Five individual NADCs showed a clear excess in the HAART periods among PWHA compared with the general population, regardless of statistical approach. Three of these NADCs (anus, liver, and Hodgkin's lymphoma) have a well-established viral aetiology (human papillomavirus (IARC, 2007), hepatitis B and C viruses (IARC, 1994), and Epstein–Barr virus (IARC, 1997), respectively). Contrary to KS and some types of NHL, a long latent period separates the infection with the responsible virus and the onset of cancer of the anus and liver. A viral aetiology for non-melanomatous skin cancer is not yet well established, except for the rare polyomavirus-associated Merkel cell carcinoma (Lanoy et al, 2009). Previous studies suggested that smoking could not totally account for the increases in lung cancer (The D:A:D Study Group, 2006; Chaturvedi et al, 2007), and that impaired immunity was associated with liver disease and liver cancer among PWHA infected with hepatitis B and C viruses (Clifford et al, 2008). The effect of HIV-related immunodeficiency on cancers of the lung and liver remains, however, ill-defined (Bouvard et al, 2009).

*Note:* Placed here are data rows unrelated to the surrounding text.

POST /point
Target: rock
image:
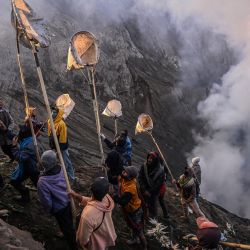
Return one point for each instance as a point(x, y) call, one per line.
point(11, 238)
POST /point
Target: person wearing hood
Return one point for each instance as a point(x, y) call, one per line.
point(6, 134)
point(25, 154)
point(62, 135)
point(151, 180)
point(186, 184)
point(54, 198)
point(208, 234)
point(37, 125)
point(114, 163)
point(131, 204)
point(122, 145)
point(96, 229)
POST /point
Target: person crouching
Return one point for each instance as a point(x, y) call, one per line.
point(96, 229)
point(52, 194)
point(131, 205)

The SHCS has many strengths, including the length and completeness of follow-up and the good representation of women and different HIV-transmission categories (The Swiss HIV Cohort Study, 2010). Furthermore, the SHCS has been estimated to cover 45% of the cumulative number of HIV infections declared to the Swiss health authorities and 69% of registered AIDS cases, making the study unique in terms of population representativeness. The possibility of record linkage with high-quality cancer registries improved the completeness and quality of cancer-related information (e.g., histological confirmation) beyond what was available in the SHCS records.

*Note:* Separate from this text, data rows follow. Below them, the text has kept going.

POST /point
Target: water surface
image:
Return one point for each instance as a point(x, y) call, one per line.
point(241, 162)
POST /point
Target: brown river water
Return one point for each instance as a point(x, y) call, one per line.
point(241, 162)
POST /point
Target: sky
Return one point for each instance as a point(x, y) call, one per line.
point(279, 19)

The most important limitations of this study are 1) the relatively small number of individual NADCs, and 2) the complexity of adjusting for large decreases in competing non-cancer risks among PWHA (Keiser et al, 2004) without making implausible assumptions about the way removal of competing risks would have affected cancer risk (Rothman et al, 2008). Problems typical of record-linkage studies, for example, inaccuracies in personal identifiers and self-reported legal residence that may result in some undermatching between the SHCS participants and cancer registry records, cannot be completely excluded, but should have been largely avoided. With respect to surveillance bias, no difference was found in the risk of cancers in which screening can make a substantial difference (e.g., cancer of the colon–rectum, breast, prostate, and thyroid). Part of the excess of cancer of the anus and non-melanomatous skin, however, may be due to a more intense search and more accurate diagnosis of these cancers in PWHA than in the general population.

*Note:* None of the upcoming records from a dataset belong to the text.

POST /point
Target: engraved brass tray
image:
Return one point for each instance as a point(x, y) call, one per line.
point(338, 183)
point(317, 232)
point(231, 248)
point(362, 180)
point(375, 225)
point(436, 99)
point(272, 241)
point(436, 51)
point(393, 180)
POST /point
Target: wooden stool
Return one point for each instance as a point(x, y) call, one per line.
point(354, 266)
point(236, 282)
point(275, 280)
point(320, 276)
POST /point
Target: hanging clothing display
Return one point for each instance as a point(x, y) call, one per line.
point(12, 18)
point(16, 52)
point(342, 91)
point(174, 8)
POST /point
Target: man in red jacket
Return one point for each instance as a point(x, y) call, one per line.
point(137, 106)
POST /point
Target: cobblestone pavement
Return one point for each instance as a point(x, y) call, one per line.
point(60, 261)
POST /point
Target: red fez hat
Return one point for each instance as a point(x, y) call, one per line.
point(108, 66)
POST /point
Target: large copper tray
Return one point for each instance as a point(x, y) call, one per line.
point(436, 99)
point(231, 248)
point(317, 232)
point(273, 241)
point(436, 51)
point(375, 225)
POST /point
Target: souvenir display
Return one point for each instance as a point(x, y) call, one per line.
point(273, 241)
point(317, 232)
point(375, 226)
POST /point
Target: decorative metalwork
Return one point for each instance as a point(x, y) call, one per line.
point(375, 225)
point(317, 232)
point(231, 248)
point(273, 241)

In conclusion, our study showed that the incidence of KS and NHL continued to decline from the early- to the late-HAART period, but the incidence of NADCs did not change substantially. Estimates of the excess of cancers of the anus, liver, lung, non-melanomatous skin and Hodgkin's lymphoma in PWHA compared with the general population (expressed as SIRs or age-specific IRs) became more precise in the HAART periods. Comparisons of the incidence of NADCs among PWHA in the pre-HAART and HAART periods remained very difficult, but they did not support claims of an adverse influence of HAART per se or HAART-related immune reconstitution on cancer risk.